Optimizing Socket.IO for 100k Concurrent Users: A Survival Guide

Socket.IO is the "Hello World" of real-time web. It’s accessible, it has a great API, and it works perfectly... until it doesn't.

For Winkr, "doesn't" happened at exactly 12,500 Concurrent Users (CCU).
One Saturday night, our CPU usage spiked to 100%, latency jumped to 4 seconds, and our servers started playing "packet pinball," dropping connections randomly. We were victims of our own success.

We spent the next 72 hours rewriting our core infrastructure. Here is the technical post-mortem of how we scaled Node.js and Socket.IO to handle 100k+ users without melting.

1. The Redis Adapter Bottleneck (The Silent Killer)

Socket.IO allows you to scale horizontally by adding more servers. To make them talk to each other, you use the Redis Adapter. It uses Redis Pub/Sub to broadcast events.

The problem: By default, the adapter broadcasts too much.
If User A (on Server 1) sends a message to Room X, Redis publishes that message to Server 2, Server 3, ... Server 50.
Even if Server 50 has zero users in Room X, it still receives the packet, deserializes it, checks its list of sockets, and realizes "Oh, I don't need this."

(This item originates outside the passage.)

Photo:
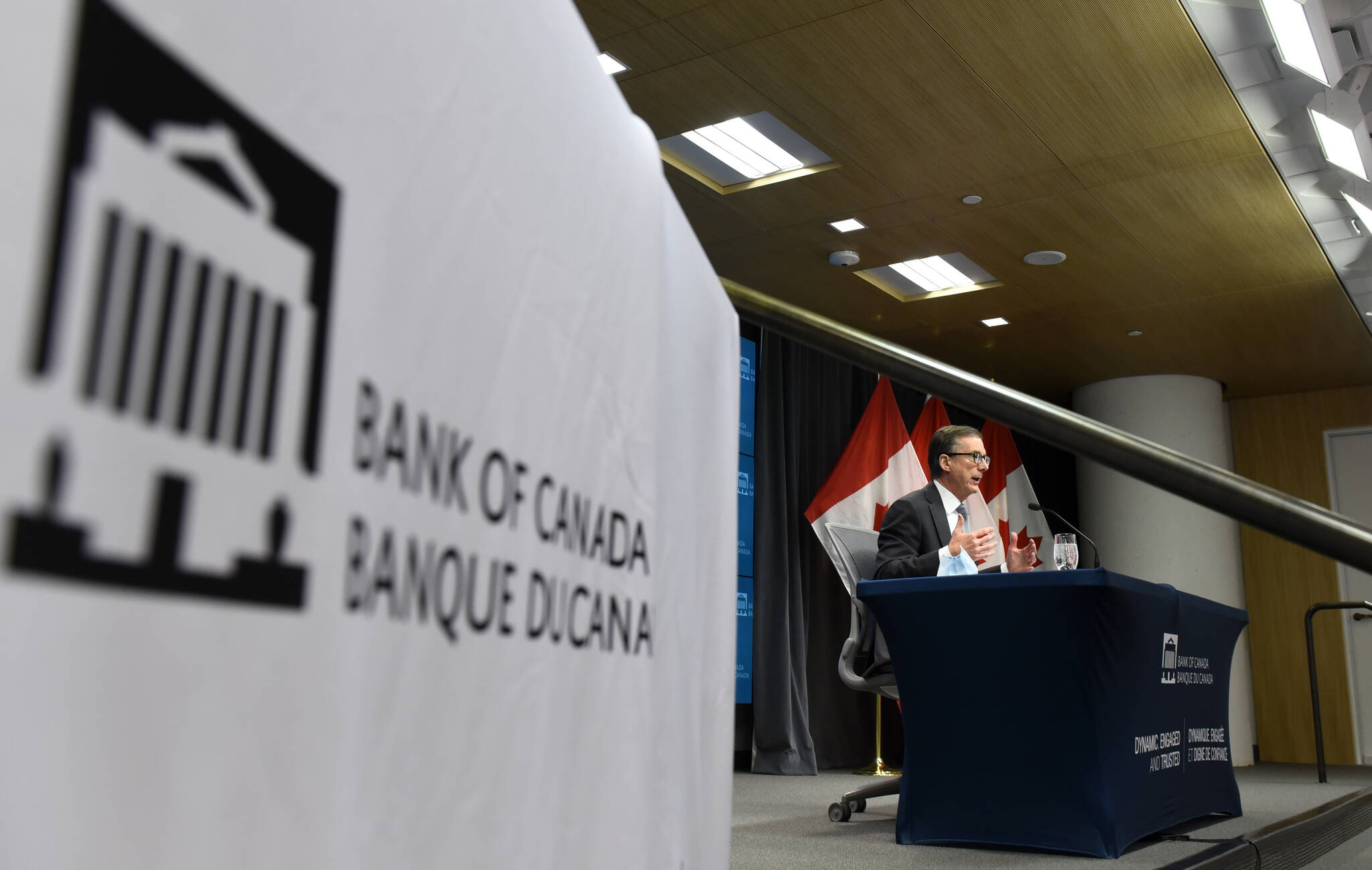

The Fix: Sharded Redis & Custom Routing
We stopped using the default adapter. We implemented a custom Sharding Layer.
We hash the Room ID to a specific Redis Cluster.
ClusterID = hash(RoomID) % TotalClusters
Now, messages for "Room X" only go to the specific Redis nodes that care about "Room X." This reduced our internal Redis traffic by 94%.

2. Sticky Sessions & The Handshake Dance

Socket.IO is not just WebSockets. It starts with HTTP Long-Polling and upgrades to WebSockets. This requires the client to hit the exact same server for multiple requests in a row.

If you use a standard Round-Robin Load Balancer (like AWS ALB default), Request 1 goes to Server A, and Request 2 goes to Server B. Server B says: "Who are you? I don't know this Session ID." Connection drops.

The Fix: NGINX IP Hashing
We moved to NGINX with strict ip_hash balancing.
upstream socket_nodes { ip_hash; server node1:3000; server node2:3000; }
This ensures User A always talks to Server A. It sounds basic, but it is the #1 reason Socket.IO fails in production.

3. Binary Packing (MsgPack > JSON)

JSON is expensive. It is text-based. It is verbose.
Sending {"type": "offer", "sdp": "..."} wastes bytes on quotes, brackets, and field names.

We switched our internal serialization protocol to MsgPack.
MsgPack is binary. It compresses integers, booleans, and strings into the smallest possible byte sequence.
Result:
• Bandwidth usage: -45%.
• CPU time spent parsing JSON: -60%.
When you are paying for data transfer (AWS Egress fees), this change literally saved us $3,000/month.

4. Tuning for Mobile Networks (The Heartbeat)

Users on 4G/5G in moving trains drop packets constantly. The default Socket.IO ping settings (Timeout: 5s) are too aggressive. They disconnect users who are just going through a tunnel.

The Fix: Relaxed Heartbeats
We changed our config:
pingInterval: 25000 (25s)
pingTimeout: 20000 (20s)
This makes the server more tolerant of temporary packet loss. It reduced "ghost disconnects" by 30%.

5. Linux Kernel Tuning (ulimit is a lie)

Out of the box, Linux allows a process to open 1,024 files. In Linux, a socket is a file.
So at User #1,025, your server crash loops with EMFILE: too many open files.

You run ulimit -n 65535. You think you are safe. You are not.
You also need to tune the Ephemeral Port Range and TCP Buffer Sizes.
We edited /etc/sysctl.conf:
net.ipv4.ip_local_port_range = 1024 65535
net.core.somaxconn = 65535 (Increase backlog)
Without these OS-level tweaks, your Node.js code doesn't matter. The kernel will kill you first.

Conclusion: Assume Infinite Scale

Optimization isn't something you do once. It is a continuous war against entropy.
Today, Winkr handles 100k+ concurrents with sub-100ms latency. But we know that at 1 million users, everything will break again. And we can't wait to fix it.